The effects of the pressing and the scalding treatments on some quality properties in Maraş cheese production Maraş peyniri üretiminde baskilama aǧirliǧi ve haşlama suyu sicakliǧnin bazi kalite niteliklerine etkisi

Tekinşen K. K., Nizamlioǧlu M.

Turkish Journal of Veterinary and Animal Sciences, vol.27, no.1, pp.153-160, 2003 (SCI-Expanded) identifier

  • Publication Type: Article / Article
  • Volume: 27 Issue: 1
  • Publication Date: 2003
  • Journal Name: Turkish Journal of Veterinary and Animal Sciences
  • Journal Indexes: Science Citation Index Expanded (SCI-EXPANDED), Scopus, TR DİZİN (ULAKBİM)
  • Page Numbers: pp.153-160
  • Keywords: Maraş cheese, Pressing, Quality, Scalding
  • Istanbul Gelisim University Affiliated: No


The study was designed to elicit some basic information on the effect of different pressing and scalding treatments applied to the curd with special reference to the standardization of Maraş cheese. For each experiment six different samples (IA, IB, IC, IIA, IIB, IIC) were used.
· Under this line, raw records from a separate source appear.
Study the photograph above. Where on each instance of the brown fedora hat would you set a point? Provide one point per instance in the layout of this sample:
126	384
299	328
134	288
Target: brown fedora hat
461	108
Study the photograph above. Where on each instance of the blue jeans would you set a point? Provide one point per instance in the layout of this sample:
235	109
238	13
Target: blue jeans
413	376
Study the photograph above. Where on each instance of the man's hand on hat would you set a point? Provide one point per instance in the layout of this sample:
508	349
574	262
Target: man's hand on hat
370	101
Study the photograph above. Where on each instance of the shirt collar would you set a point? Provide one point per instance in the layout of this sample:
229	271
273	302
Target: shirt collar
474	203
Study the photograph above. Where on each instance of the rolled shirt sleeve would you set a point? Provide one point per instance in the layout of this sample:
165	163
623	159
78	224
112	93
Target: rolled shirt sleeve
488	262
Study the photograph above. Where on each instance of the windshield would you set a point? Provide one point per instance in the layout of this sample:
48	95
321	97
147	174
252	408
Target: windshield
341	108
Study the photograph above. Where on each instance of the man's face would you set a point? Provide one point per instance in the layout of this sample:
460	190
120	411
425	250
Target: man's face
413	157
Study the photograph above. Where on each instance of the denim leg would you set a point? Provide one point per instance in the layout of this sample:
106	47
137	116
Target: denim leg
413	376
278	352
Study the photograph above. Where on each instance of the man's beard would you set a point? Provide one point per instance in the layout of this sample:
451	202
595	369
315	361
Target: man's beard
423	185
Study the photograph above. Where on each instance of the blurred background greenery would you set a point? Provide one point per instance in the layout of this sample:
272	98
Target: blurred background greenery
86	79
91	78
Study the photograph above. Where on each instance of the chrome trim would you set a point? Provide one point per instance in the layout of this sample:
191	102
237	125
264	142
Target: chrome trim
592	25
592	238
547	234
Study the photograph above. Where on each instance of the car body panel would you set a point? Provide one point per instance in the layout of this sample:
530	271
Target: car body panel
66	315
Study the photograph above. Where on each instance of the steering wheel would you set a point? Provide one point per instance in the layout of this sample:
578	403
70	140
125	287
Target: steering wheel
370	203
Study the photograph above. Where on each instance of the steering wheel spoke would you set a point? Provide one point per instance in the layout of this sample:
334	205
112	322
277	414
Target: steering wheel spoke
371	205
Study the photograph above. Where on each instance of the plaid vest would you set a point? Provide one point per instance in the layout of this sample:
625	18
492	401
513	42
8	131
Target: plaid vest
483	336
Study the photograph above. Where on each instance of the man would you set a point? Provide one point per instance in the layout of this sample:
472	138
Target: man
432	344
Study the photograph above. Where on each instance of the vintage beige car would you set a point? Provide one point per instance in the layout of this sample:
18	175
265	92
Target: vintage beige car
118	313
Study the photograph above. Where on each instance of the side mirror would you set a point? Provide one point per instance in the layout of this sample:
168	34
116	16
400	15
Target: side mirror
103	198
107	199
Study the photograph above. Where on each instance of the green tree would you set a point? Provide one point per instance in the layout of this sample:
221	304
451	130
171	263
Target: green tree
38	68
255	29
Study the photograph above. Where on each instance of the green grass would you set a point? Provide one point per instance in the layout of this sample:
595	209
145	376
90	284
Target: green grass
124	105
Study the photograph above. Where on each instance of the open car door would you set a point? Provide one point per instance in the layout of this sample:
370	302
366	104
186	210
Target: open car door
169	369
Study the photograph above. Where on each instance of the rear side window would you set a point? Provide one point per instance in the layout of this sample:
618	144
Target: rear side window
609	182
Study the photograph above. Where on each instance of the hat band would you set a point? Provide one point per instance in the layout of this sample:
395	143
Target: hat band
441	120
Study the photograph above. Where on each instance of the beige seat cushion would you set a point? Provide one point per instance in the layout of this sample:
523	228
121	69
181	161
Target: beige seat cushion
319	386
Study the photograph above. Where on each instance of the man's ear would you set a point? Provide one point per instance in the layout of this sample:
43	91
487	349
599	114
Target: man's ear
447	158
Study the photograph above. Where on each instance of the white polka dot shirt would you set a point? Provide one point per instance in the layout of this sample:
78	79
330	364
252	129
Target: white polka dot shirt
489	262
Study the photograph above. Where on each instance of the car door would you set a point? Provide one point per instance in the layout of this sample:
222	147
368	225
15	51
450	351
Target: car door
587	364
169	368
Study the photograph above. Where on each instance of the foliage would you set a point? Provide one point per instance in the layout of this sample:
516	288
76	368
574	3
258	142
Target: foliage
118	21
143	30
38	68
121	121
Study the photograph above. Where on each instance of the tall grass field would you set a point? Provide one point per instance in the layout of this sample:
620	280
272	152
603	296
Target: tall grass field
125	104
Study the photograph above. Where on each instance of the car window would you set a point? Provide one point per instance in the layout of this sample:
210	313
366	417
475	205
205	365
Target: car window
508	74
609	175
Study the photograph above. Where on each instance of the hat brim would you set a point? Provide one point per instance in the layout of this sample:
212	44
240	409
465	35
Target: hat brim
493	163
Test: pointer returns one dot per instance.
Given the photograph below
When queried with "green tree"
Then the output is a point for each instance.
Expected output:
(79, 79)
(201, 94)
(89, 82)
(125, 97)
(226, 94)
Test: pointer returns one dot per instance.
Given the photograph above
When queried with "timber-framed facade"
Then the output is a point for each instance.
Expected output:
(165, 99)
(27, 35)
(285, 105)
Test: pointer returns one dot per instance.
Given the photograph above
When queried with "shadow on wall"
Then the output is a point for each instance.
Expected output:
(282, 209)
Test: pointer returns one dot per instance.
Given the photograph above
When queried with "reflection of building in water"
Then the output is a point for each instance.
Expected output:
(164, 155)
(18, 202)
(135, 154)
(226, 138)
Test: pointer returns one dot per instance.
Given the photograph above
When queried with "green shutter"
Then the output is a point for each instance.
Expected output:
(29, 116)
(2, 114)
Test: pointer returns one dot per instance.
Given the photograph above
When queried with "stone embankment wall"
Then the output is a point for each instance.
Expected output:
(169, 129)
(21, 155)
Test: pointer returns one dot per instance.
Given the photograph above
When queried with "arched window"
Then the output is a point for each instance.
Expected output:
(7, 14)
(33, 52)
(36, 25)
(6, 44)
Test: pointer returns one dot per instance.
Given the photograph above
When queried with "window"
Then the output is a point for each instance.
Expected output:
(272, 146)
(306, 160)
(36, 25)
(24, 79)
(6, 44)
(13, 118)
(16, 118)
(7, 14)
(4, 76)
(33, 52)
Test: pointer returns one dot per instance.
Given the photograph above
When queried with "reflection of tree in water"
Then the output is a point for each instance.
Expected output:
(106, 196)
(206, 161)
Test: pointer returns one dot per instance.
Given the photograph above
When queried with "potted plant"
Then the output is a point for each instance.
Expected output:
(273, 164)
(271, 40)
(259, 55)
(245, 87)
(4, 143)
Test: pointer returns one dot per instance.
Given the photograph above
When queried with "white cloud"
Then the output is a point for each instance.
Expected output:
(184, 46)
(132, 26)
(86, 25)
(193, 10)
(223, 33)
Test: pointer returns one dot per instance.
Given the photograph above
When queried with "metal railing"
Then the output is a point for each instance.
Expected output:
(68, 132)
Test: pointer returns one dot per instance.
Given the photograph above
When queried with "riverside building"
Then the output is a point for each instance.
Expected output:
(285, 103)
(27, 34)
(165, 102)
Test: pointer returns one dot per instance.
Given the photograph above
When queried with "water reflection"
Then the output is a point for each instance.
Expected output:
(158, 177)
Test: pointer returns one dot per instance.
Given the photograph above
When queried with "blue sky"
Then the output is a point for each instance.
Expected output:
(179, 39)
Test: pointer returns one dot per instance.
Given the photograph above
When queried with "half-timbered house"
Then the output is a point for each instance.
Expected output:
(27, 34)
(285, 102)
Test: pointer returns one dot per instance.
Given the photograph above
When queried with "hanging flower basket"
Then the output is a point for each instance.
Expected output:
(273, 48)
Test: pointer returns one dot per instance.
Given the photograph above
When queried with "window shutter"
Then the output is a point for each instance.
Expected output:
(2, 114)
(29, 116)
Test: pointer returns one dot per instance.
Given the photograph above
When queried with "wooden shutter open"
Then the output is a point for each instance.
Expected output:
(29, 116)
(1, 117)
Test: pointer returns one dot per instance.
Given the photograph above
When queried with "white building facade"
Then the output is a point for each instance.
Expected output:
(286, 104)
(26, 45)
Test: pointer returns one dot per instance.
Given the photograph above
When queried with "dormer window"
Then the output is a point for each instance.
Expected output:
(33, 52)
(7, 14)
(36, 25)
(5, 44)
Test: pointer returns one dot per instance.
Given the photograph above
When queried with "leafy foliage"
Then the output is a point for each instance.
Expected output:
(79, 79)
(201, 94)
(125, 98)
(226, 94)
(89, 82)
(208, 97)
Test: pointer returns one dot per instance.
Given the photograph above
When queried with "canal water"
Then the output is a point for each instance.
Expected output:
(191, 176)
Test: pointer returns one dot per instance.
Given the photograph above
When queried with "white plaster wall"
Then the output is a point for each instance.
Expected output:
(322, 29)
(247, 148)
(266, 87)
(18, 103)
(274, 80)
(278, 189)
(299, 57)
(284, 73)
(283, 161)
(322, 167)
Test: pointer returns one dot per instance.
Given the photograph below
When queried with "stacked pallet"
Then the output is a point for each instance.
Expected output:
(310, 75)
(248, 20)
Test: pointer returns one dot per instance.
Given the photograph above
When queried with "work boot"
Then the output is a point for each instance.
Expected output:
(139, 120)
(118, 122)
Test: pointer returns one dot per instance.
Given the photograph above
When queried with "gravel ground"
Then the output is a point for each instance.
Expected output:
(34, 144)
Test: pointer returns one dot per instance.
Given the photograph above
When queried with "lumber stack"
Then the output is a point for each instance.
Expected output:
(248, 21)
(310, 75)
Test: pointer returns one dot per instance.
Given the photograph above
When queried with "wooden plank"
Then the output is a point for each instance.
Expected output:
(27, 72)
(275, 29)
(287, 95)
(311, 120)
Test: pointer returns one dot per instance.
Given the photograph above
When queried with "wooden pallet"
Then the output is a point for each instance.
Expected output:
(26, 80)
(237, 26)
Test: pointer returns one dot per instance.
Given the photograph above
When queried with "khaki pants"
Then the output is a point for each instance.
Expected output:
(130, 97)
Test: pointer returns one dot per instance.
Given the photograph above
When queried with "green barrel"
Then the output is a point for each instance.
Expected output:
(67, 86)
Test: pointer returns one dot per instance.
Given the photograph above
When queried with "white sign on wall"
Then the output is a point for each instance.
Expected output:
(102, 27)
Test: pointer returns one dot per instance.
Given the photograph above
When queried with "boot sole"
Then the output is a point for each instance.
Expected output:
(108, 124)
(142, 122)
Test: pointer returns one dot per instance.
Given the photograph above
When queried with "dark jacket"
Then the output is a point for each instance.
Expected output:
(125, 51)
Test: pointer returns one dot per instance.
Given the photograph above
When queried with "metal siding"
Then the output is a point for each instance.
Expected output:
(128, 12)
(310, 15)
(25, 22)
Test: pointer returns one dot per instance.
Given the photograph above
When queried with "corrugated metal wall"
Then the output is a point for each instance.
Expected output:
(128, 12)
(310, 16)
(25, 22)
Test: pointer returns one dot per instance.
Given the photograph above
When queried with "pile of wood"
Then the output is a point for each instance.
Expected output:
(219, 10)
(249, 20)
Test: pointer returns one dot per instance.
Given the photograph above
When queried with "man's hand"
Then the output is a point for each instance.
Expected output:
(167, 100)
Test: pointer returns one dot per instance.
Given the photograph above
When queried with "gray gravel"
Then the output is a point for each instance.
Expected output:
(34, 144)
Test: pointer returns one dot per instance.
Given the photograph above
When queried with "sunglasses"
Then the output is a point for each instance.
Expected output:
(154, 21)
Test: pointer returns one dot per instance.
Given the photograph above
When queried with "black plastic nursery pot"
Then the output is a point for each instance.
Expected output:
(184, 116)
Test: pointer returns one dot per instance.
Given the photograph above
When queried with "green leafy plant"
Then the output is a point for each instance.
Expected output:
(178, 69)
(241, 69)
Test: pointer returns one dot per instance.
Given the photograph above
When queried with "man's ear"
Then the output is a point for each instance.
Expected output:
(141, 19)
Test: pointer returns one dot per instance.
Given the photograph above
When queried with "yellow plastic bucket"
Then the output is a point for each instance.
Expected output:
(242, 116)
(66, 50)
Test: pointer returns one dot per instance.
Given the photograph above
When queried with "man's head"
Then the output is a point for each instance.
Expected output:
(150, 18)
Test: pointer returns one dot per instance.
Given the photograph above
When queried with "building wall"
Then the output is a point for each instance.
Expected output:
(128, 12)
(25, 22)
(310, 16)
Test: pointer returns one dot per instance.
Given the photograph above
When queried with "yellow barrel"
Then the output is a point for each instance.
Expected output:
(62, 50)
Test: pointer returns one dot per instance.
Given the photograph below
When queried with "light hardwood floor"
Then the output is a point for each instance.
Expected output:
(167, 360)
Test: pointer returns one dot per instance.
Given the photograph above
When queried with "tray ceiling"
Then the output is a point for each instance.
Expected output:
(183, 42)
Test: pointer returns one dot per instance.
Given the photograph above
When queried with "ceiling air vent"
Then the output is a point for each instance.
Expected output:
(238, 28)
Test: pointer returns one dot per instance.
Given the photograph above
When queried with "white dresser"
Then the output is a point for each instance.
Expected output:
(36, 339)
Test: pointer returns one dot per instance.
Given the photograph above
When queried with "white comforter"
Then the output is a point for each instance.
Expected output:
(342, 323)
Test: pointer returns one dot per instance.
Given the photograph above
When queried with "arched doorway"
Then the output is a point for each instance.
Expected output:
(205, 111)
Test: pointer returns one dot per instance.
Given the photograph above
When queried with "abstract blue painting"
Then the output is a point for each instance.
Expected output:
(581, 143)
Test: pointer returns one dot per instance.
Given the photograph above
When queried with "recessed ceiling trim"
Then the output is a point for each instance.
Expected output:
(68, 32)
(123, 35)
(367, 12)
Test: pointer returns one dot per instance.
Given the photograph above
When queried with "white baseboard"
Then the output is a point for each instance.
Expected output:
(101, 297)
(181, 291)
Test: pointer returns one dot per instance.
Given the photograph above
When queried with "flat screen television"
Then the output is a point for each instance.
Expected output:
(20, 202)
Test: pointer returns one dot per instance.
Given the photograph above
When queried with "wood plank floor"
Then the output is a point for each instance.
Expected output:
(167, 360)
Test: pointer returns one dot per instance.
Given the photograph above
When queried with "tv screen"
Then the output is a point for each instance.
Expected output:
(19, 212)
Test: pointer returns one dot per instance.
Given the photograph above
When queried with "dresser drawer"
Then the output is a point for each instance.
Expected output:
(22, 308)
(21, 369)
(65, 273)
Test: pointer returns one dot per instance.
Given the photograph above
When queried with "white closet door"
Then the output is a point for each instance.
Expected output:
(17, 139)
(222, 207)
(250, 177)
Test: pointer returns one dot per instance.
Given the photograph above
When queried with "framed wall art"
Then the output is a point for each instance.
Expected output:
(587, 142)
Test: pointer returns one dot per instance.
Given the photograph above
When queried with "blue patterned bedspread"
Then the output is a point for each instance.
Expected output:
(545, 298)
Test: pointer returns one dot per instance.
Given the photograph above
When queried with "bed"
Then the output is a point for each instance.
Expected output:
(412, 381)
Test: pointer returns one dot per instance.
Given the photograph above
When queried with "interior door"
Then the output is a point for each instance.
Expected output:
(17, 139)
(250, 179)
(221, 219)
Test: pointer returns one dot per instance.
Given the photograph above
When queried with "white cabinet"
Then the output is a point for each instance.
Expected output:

The samples were manufactured experimentally by applying three different scalding treatments, 70 ± 1 °C/5 min. (A) , 75 ± °C/5 min. (B) and 80 ± °C/5 min (C), to each of two curds pressed for 1 h by 1:5 kg (I) and 1.5:5 kg (II) weights of milk used. All experimental samples were examined microbiologically, chemically and physically on the first, 15th, 30th, 60th and 90th adys of the ripening period in addition to the assessment of the sensorial characteristics of 30, 60 and 90-day-old experimental samples. During the ripening period no regular changes were found in the fat, moisture, ash, salt content and acidity, pH and aw values of the samples, although moisture content increased by 1-4% at the end of ripening. It was determined that sample IB in group I had a high aw value and the difference between IA and IB was significant at p < 0.05. Aerobic mesophilic and Lactobacillus microorganisms decreased in number at different rates toward the end of the ripening period, although the decrease was not considerable in the colony count of aerobic mesophilic microorganisms after the 30th day of ripening. Sample IA had the maximum total sensorial score on the 30th and 90th days of the ripening period and IB on the 60th day. It is concluded that pressing and scalding treatments applied to the curds slightly affected the chemical and physical characteristics and that treatments by pressing for 1 h by 1:5 weight of milk used and of scalding at 70 ± °C for 5 min will give better sensorial quality characteristics, particularly with regard to appearance.